The Wide Finder Project is an informal parallel programming competition where the task is to compute web site statistcs from a 218-million line access log. Each entry will be benchmarked on a Sun T2000 with support for 32 hardware threads, giving lots of opportunities for parallel processing.
What makes this really interesting is that the project is not only about performance, but rather about writing code that scales to many CPU cores with as little extra programmer effort as possible. Some results are already in, with OCaml currently in the lead performance-wise.
Each log line looks something like this:
www.example.com – – [17/Jun/2007:21:37:17 -0700] “GET /ongoing/ongoing.atom HTTP/1.1” 304 – – “-” “Mozilla/5.0 (Windows; U; Windows NT 5.1; en-US; rv:18.104.22.168) Gecko/20070515 Firefox/22.214.171.124
Eager to bring the performance lead back to C++ where it belongs I started out writing my own implementation using QtConcurrent and the other Qt APIs. Briefly explained, the code uses QtConcurrent::mappedReduced to multi-thread the code, and then QByteArray::split() twice to iterate over each word in each line. The current version computes the number of hits for each page.
Results: (parsing 100K lines on an 8-core 2.8 GHz Mac Pro)
1.6X speedup.. not too bad.
1 second slower that the single-threaded version.. this does not bode well.
Seven seconds! We get a nice linear scaling of the run-time as we increase the number of threads, but unfortunately in the wrong direction. The program us spending a lot of user time doing something though, so let’s run it through Shark and see what’s going on:
80% in a spin-lock used by malloc/free. But who is calling malloc that much?

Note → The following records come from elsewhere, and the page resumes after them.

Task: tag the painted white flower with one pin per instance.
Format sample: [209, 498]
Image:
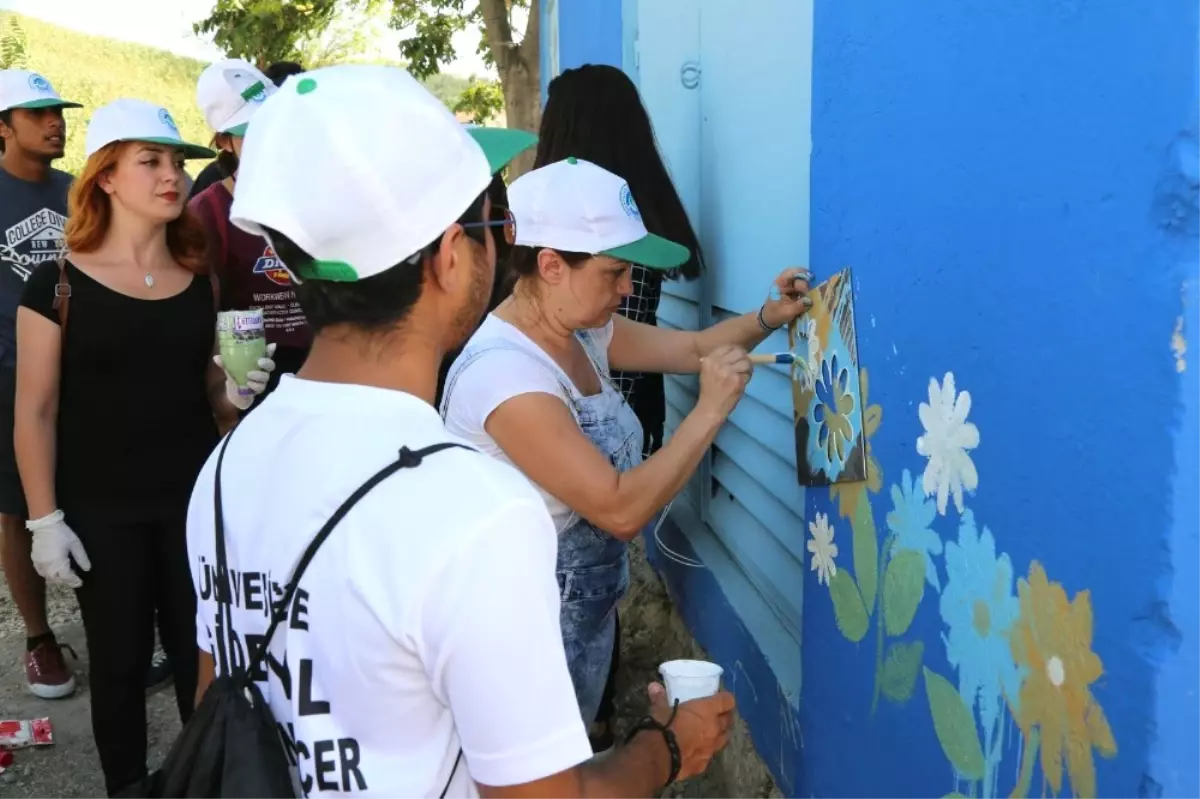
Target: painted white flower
[823, 550]
[948, 437]
[807, 371]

Aha.. QByteArray::split(). While being a very convenient API, split() was clearly not designed for heavy parsing like this. Still, I’d like a less catastrophic impact on the run-time when adding threads, even if the program really is calling malloc/free to often. Let’s try with the ptmalloc memory allocator instead:
ptmalloc is used in GNU/Linux though the GNU C library and scales much better on multicore systems. The program itself still does not scale beyond 4 threads, but it does not get significantly worse either when adding threads. I guess it’s debatable whether or not this is qualifies as a bug in the Darwin memory allocator, but at least ptmalloc shows that it is possible to do better.
That’s all for now 🙂 For the next installment I’ll try to get better scaling, at the expense of increasing the developer effort.